Innovation Labs Participate in Feed the Future’s Global Learning and Evidence Exchange (GLEE) on Scaling Agricultural Technologies
In January, Feed the Future held its second Global Learning and Evidence Exchange (GLEE) on Scaling Agricultural Technologies—focused on Asia and held in Bangkok, Thailand. More than 70 participants from USAID missions, implementing partners, and global research centers discussed best strategies for scaling solutions to meet Feed the Future goals. Also participating at the meeting were representatives and partners from the Horticulture Innovation Lab and the Legume Innovation Lab.
Richard Kohl, of the Center for Large Scale Social Change, opened the meeting by laying out a framework and key concepts of scaling, followed by a number of case studies of scaling projects and technologies from Fintrac, Syngenta, iDE, CIMMYT and others.
On the final day of the GLEE event, the Horticulture Innovation Lab joined forces with the World Vegetable Center (AVRDC) and Kasetsart University to host a tour of some agricultural technologies in action.
The tour was held at the Horticulture Innovation Lab Regional Center at Kasetsart University, and participants were free to circulate between technology stations for demonstrations, technical information and research background for each tool. (A local television news team also visited and produced a video about the technologies.) Displays included:
– Dr. Kietsuda Luangwilai of Kasetsart University showed off a solar chimney dryer designed by UC Davis, in comparison to a local dryer also set up on site. The chimney dryer circulates hot air over fruit trays and can dry produce almost twice as fast as cabinet-style dryers.
– Dr. Jingtair Siriphanich, an expert in postharvest handling from Kasetsart University, introduced the group to cool rooms that use the CoolBot with low-cost insulation materials. The CoolBot is a device that turns a standard household air-conditioner into a powerful cooling mechanism. With proper insulation, the CoolBot can bring temperature in a room down to 33-40 degrees Fahrenheit, depending on the product.
– Johan Van Asbrouck, of Rhino Research, shared information and demonstrated the use of drying beads, a zeolite-based desiccant that dries seeds.
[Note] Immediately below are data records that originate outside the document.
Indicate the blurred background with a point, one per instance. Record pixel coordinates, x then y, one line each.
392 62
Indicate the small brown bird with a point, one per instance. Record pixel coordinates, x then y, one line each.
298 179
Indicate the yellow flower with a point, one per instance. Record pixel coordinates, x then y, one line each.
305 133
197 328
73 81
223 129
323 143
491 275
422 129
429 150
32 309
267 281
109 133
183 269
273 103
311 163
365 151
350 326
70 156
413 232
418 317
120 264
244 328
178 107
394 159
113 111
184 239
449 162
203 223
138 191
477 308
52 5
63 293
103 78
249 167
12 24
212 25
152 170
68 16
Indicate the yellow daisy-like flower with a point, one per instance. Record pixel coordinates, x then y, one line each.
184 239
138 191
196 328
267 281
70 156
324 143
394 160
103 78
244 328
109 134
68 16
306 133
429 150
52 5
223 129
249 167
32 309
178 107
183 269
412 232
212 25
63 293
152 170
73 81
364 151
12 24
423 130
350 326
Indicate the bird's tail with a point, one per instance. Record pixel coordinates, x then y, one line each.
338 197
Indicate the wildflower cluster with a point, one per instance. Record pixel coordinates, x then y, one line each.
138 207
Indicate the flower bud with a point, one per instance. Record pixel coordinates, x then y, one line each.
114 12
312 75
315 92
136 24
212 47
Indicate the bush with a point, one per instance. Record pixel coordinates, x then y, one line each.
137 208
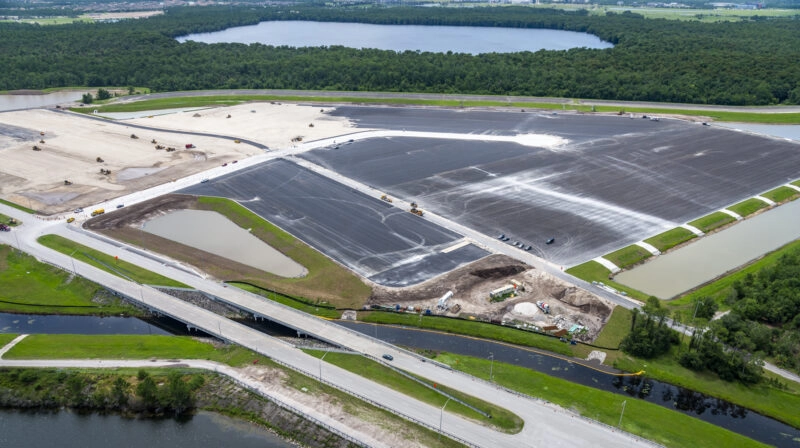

Rhino Research is a key, longtime partner of the Horticulture Innovation Lab and Kasetsart University.
– Irrigation, storing and moving water is a big issue for small-scale farmers in almost all of the regions where the Horticulture Innovation Lab works, and we have been working with a number of partners to put together solar-powered pumping systems connected to drip irrigation kits. Our colleague Dr. Jate Sathornkich at Kasetsart University has put together a locally available solar pumping system with photovoltaic panels, a small pump and a 500-liter storage tank. Participants were really excited about this low-cost, easy-to-assemble option.
– Kasetsart University scientists also showcased a bicycle-powered composter, an essential oil purifier and a soil testing kit that is marketed to farmers.
All of these technologies are objects that someone buys and puts together to help solve a specific agricultural problem, but scaling isn’t just about getting objects into more people’s hands.
Discussion during this event made it clear that scaling is also about expanding services, moving between geographical areas, scaling up into policy and institutional spheres, and expanding the functional areas of a project. Scaling up isn’t just about finding a private sector partner and expecting them to “run with it.” It isn’t just a successful extension program or training activity; it isn’t just pulling a policy lever or hitting monitoring and evaluation targets. True scale is sustainable and goes way beyond an individual project; it requires programs and people to get comfortable with being uncomfortable, to think outside of their box, and most importantly to let go of some control and let others take it on.
This article was authored by Britta Hansen and Brenda Dawson of the Horticulture Innovation Lab.